像他这种心地仁厚胸怀宽广的好人,为什么别人都全了宿愿心满意足,唯独他仍是孤零零光杆一个,还不得不陪着某个呆瓜偷偷从京里潜逃出关。这一路崎岖荒凉,除了野花野草,百里十里不见人烟。
“阿岫,你不用那么心急,听说皇帝老爷不是让你养好伤再说么。”
反正他拗得要死,皇上老人家只能叹一句‘由他去罢’,特赐乌雅回门再嫁,也不怕今后再有什么牵扯,他何必像要被逼成亲一样偷溜出京?
唔……要是新娘是烛雁妹子,恐怕白岫别说偷溜,还会急不可待早早抬了花轿去截人,以防那丫头偷溜才是。
“烛雁在生气。”白岫放松缰绳,任马蹄哒哒,有些低郁地说。
“为什么生气?因为汉庭还是不肯退婚,还是我说了那句干脆先下手为强,生米煮成熟饭?”卢射阳不解地问。他那天说完这句,烛雁妹子脸色依稀仿佛有些不对,瞪他的眼神如利刃飞箭,让他很是心惊了一下子。

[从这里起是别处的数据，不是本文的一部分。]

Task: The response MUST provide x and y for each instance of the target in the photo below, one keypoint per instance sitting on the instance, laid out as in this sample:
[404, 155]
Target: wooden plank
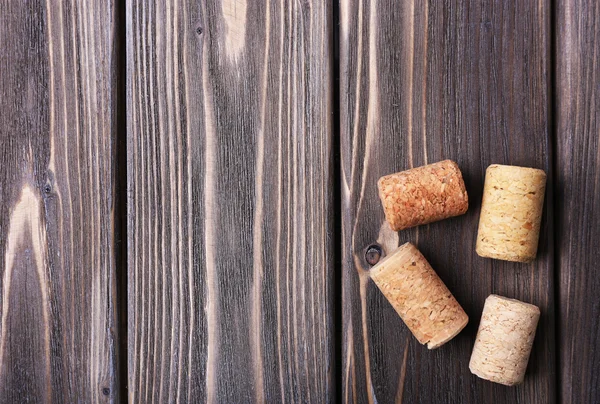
[58, 218]
[421, 82]
[230, 201]
[578, 198]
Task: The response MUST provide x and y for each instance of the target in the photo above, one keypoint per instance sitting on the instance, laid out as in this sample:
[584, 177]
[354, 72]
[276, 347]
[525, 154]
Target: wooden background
[188, 190]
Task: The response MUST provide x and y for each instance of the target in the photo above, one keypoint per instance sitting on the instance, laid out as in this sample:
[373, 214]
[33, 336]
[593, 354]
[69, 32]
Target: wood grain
[58, 130]
[421, 82]
[230, 201]
[578, 197]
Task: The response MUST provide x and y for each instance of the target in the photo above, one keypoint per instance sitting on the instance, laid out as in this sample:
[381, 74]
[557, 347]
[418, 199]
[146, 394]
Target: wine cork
[511, 213]
[504, 340]
[423, 195]
[419, 296]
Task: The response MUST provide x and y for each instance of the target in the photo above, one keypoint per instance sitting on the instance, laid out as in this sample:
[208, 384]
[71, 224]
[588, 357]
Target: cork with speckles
[511, 213]
[419, 296]
[504, 340]
[423, 195]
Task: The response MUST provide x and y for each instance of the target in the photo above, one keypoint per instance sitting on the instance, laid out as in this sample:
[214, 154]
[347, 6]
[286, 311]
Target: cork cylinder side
[419, 296]
[504, 340]
[423, 195]
[511, 213]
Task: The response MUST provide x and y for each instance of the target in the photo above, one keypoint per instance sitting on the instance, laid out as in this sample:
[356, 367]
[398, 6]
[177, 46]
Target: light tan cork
[504, 340]
[511, 213]
[423, 195]
[419, 296]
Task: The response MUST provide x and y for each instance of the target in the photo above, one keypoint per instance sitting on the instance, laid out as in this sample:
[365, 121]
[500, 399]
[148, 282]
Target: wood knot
[373, 254]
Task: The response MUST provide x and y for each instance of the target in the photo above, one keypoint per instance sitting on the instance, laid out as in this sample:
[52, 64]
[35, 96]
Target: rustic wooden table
[189, 188]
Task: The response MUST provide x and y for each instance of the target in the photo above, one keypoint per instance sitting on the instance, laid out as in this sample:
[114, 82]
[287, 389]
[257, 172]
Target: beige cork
[504, 340]
[419, 296]
[423, 195]
[511, 213]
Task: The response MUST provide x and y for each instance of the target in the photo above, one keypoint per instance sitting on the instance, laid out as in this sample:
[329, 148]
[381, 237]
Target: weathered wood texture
[578, 197]
[421, 82]
[58, 130]
[230, 201]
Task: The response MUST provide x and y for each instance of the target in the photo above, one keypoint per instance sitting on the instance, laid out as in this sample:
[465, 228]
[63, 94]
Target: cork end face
[448, 334]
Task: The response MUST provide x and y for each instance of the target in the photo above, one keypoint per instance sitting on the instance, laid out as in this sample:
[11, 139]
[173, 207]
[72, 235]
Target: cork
[419, 296]
[504, 340]
[511, 213]
[423, 195]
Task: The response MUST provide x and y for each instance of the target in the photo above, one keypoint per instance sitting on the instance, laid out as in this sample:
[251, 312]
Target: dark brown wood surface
[230, 201]
[422, 82]
[578, 198]
[58, 211]
[242, 201]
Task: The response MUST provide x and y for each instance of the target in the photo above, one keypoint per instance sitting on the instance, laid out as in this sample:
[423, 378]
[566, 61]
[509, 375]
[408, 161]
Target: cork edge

然后烛雁也不知怎地,第二日就扔下白岫,径自收了行李离京返家,让他为自己的口不择言自责了足足一柱香时分。人家是个黄花女儿,怎么能这样歹意地在她面前谋算她清白!
应该趁她不在时给白岫出这个主意才对。
“我也不十分清楚,可能、那个……”他没了声音,只是低头瞧着马鞍。
“难道是汉庭说的那句旗民不婚?虽然满人和汉人成婚是难了些,但你又不承认你是融隽,户籍无处可考,从此当你是汉人也就是了。”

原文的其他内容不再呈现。